Singapore Exchange has changed its voluntary delisting rules, with immediate effect, to require exit offers to be both reasonable and fair, and to require offerors to abstain from voting on voluntary delisting resolutions, the exchange said Thursday.
“To ensure investors understand the opinions of Independent Financial Advisors (IFAs), SGX expects the bases for determining the fairness and the reasonableness of the offer be separately detailed,” the exchange said. “SGX will also work with relevant industry bodies to develop guidance and standards for IFAs and their opinions.”

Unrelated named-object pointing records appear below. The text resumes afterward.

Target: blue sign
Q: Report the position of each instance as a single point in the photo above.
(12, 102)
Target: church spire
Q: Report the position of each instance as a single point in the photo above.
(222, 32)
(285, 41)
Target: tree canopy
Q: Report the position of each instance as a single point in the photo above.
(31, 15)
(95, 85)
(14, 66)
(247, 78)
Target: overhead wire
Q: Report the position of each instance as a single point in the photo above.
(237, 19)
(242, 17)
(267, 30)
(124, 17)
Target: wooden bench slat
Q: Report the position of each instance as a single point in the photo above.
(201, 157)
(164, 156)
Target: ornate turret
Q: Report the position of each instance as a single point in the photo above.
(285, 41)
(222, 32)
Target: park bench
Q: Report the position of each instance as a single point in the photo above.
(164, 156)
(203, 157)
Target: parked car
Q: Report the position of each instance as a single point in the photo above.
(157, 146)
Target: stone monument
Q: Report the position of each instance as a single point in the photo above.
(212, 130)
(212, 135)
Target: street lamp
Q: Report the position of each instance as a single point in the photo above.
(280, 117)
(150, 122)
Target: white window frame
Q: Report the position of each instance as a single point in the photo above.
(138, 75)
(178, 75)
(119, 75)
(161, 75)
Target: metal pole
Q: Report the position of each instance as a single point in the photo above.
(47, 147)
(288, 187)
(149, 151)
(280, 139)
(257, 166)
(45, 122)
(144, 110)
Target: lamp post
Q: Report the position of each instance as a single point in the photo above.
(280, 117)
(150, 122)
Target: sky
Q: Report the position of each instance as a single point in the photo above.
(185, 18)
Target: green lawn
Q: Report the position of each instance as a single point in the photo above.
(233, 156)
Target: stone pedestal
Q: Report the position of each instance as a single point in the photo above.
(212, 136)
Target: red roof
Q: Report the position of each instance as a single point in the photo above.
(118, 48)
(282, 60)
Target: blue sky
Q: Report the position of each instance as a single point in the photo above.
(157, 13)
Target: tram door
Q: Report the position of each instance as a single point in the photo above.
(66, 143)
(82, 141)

To determine whether an offer is “reasonable,” IFAs should consider the value of the securities and other issues, including the market liquidity and the existing voting rights held by the offeror, SGX said. “Fair” is an opinion on whether the price offered is equal to or at a premium to the value of the securities, it added.
In addition, SGX said the offeror and its concert parties must now abstain from voting on voluntary delisting resolutions.
The approval threshold will remain at 75 percent of shares held by independent shareholders present and voting, while the 10 percent “block” would be removed, SGX said. The block was a requirement that the resolution couldn’t be voted against by more than 10 percent of shares, the statement said.
If the new conditions aren’t met and the free float of the company falls below the minimum threshold of 10 percent, SGX RegCo may suspend trading, but still require the issuer to meeting its obligations under the listing rules, including restoring the free float above the minimum, SGX said.
The changes were made after consulting with market participants and the public, SGX said.